Восемнадцатилетняя Силка непонимающе смотрит на возвышающегося над ней солдата из армейской части, которая вошла в лагерь. Он что-то говорит по-русски, потом по-немецки:

— Ты свободна. Du bist frei.

До нее не сразу доходят его слова. Единственные русские, которых она до этого видела в лагере, — военнопленные, истощенные, голодающие.

Неужели такое возможно и свобода действительно существует? Неужели этот кошмар закончился?

Не дождавшись ответа, солдат, нагнувшись, кладет руки ей на плечи, и Силка вздрагивает.

— Прости, я не хотел тебя напугать, — произносит солдат на плохом немецком и быстро убира ет руки, потом догадывается, что она его не понимает, и медленно повторяет: — Ты свободна. Ты в безопасности. Мы — Советская армия, и мы пришли сюда помочь тебе.

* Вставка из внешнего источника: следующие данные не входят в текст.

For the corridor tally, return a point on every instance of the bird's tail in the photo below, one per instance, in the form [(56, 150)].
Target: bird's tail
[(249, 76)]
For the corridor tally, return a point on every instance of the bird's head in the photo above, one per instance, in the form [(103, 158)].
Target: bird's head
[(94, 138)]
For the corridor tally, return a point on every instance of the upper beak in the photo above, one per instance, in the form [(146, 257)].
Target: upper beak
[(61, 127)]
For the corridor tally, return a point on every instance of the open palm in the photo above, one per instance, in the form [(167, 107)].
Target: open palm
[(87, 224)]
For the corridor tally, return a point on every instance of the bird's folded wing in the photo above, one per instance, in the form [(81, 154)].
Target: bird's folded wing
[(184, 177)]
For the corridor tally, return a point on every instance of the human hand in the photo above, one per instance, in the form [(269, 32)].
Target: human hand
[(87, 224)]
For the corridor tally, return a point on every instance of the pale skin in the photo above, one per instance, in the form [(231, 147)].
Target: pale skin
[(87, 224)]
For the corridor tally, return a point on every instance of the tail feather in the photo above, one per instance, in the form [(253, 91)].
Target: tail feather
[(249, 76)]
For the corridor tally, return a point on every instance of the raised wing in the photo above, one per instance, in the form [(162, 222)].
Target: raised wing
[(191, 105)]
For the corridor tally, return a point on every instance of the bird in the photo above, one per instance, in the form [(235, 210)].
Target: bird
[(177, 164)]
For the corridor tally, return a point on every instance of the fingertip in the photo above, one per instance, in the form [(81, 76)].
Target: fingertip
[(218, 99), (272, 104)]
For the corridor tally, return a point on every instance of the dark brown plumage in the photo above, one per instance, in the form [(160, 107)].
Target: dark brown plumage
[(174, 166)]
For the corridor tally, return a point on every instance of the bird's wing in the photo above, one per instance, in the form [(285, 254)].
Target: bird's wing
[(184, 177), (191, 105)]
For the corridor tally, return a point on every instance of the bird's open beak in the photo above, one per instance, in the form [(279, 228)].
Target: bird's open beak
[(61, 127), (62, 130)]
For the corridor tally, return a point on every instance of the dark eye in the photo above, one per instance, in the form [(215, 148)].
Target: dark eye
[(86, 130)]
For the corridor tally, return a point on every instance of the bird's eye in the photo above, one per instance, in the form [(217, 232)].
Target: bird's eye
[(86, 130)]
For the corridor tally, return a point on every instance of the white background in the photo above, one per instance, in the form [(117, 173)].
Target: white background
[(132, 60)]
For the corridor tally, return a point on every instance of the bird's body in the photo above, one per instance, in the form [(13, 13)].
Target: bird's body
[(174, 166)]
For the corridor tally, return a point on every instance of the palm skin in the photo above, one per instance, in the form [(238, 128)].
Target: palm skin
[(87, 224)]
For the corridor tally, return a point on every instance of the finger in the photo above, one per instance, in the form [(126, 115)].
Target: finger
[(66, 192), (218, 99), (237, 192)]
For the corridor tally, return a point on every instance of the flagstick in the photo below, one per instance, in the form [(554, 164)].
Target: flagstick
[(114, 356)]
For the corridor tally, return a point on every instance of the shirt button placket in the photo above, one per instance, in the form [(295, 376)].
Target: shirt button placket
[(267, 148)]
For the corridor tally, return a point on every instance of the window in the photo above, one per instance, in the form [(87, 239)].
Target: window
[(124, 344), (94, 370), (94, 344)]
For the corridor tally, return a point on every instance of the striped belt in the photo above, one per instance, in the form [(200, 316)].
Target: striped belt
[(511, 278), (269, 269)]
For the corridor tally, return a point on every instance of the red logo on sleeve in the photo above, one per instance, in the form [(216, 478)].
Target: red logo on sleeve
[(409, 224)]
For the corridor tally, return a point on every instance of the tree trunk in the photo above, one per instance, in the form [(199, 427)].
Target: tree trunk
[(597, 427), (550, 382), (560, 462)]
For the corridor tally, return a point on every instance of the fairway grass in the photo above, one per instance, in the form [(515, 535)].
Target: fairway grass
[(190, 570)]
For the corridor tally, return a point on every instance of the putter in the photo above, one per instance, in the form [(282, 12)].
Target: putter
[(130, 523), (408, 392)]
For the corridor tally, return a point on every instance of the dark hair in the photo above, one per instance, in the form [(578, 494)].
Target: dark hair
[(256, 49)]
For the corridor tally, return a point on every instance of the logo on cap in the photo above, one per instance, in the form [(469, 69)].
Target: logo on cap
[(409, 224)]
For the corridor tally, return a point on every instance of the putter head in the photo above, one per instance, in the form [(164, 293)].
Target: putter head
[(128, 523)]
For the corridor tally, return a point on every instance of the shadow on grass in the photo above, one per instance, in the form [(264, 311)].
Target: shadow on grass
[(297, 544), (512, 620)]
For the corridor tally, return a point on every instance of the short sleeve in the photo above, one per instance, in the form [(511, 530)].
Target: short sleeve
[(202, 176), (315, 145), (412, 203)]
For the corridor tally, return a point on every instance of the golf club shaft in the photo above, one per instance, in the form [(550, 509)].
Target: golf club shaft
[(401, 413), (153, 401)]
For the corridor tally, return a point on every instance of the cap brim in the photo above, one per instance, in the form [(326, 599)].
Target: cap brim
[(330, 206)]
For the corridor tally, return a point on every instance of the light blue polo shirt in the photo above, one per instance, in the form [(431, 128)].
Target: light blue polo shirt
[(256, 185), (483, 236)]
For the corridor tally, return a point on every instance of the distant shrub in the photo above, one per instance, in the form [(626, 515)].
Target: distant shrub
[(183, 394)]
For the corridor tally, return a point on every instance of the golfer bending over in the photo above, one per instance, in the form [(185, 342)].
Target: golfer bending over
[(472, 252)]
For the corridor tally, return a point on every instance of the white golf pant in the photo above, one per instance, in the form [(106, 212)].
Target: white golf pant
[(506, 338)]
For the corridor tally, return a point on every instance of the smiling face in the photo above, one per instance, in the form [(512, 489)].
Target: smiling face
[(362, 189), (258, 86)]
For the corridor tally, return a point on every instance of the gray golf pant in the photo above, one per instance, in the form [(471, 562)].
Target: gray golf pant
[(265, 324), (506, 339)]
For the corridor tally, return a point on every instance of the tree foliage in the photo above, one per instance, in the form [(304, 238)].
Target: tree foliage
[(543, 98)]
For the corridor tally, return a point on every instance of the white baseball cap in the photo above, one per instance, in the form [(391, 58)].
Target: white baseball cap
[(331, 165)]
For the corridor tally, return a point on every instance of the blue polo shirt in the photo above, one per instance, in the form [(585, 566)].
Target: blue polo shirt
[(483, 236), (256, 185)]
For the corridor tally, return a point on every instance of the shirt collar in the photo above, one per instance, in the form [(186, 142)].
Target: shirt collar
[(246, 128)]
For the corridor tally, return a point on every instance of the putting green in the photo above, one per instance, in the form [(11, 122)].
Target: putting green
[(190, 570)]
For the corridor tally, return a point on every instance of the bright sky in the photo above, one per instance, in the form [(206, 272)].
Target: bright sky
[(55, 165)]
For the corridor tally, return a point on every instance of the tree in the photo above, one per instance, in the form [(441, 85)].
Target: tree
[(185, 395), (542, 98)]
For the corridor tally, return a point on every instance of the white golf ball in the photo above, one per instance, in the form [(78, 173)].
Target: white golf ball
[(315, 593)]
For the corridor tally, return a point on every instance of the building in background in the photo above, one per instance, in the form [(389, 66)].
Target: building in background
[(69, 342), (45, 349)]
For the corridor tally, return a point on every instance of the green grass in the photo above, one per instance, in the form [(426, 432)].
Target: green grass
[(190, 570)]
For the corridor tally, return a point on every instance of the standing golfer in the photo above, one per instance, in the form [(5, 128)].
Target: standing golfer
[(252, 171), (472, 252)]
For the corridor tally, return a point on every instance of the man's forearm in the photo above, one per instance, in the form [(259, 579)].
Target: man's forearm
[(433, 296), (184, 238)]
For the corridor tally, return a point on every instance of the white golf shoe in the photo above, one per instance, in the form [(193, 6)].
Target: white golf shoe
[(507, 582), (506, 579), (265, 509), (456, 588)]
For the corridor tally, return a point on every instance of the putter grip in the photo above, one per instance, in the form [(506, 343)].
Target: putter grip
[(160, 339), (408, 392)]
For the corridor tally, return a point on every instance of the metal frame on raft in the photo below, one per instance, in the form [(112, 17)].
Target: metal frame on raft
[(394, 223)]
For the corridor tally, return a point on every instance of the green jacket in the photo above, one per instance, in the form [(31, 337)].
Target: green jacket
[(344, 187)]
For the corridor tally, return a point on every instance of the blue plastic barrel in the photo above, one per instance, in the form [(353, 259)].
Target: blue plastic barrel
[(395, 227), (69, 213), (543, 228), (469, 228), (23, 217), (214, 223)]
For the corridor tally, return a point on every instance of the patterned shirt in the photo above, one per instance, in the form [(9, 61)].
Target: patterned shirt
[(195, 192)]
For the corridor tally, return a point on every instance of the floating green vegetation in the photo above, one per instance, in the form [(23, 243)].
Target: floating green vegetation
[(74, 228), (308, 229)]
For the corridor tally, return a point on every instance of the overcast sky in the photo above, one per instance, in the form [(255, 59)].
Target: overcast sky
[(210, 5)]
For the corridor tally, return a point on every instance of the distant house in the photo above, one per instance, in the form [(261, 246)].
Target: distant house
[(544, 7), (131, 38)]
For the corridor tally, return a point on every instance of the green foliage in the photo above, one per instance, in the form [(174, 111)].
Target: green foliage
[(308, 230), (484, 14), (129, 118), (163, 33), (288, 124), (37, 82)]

— Я понимаю, — шепчет Силка, плотнее запахивая на хрупкой фигурке пальто.

— Понимаешь русский? — (Силка кивает, ведь она выросла там, где говорили на русинском языке, одном из восточнославянских.) — Как тебя зовут? — ласково спрашивает он.

Силка смотрит солдату в глаза и отвечает ясным голосом:

— Я Сесилия Кляйн, но друзья называют меня Силка.

— Красивое имя, — говорит он.

Так странно смотреть на такого здорового мужчину, не являющегося одним из ее тюремщиков. Эти ясные глаза, полные щеки, светлые волосы, выбивающиеся из-под фуражки.

— Силка Кляйн, откуда ты родом?

Воспоминания о прежней жизни потускнели, затуманились. В какой-то момент ей стало чересчур мучительно вспоминать о жизни с родными в Бардееве.

— Я из Чехословакии, — отвечает она прерывающимся голосом.

Фото: Erica Magugliani/Unsplash

Концлагерь Освенцим-Биркенау, февраль 1945 года

Силка сидит в блоке, пододвинувшись как можно ближе к единственной печке. Она понимает, что успела привлечь к себе внимание. Других физически крепких женщин, в том числе ее подруг, эсэсовцы принудительно выдворили из лагеря уже несколько недель назад. Оставшиеся узницы — ходячие скелеты, больные или совсем дети. И есть еще Силка. Оставшихся должны были расстрелять, но, торопясь убраться вон, нацисты бросили их на произвол судьбы. 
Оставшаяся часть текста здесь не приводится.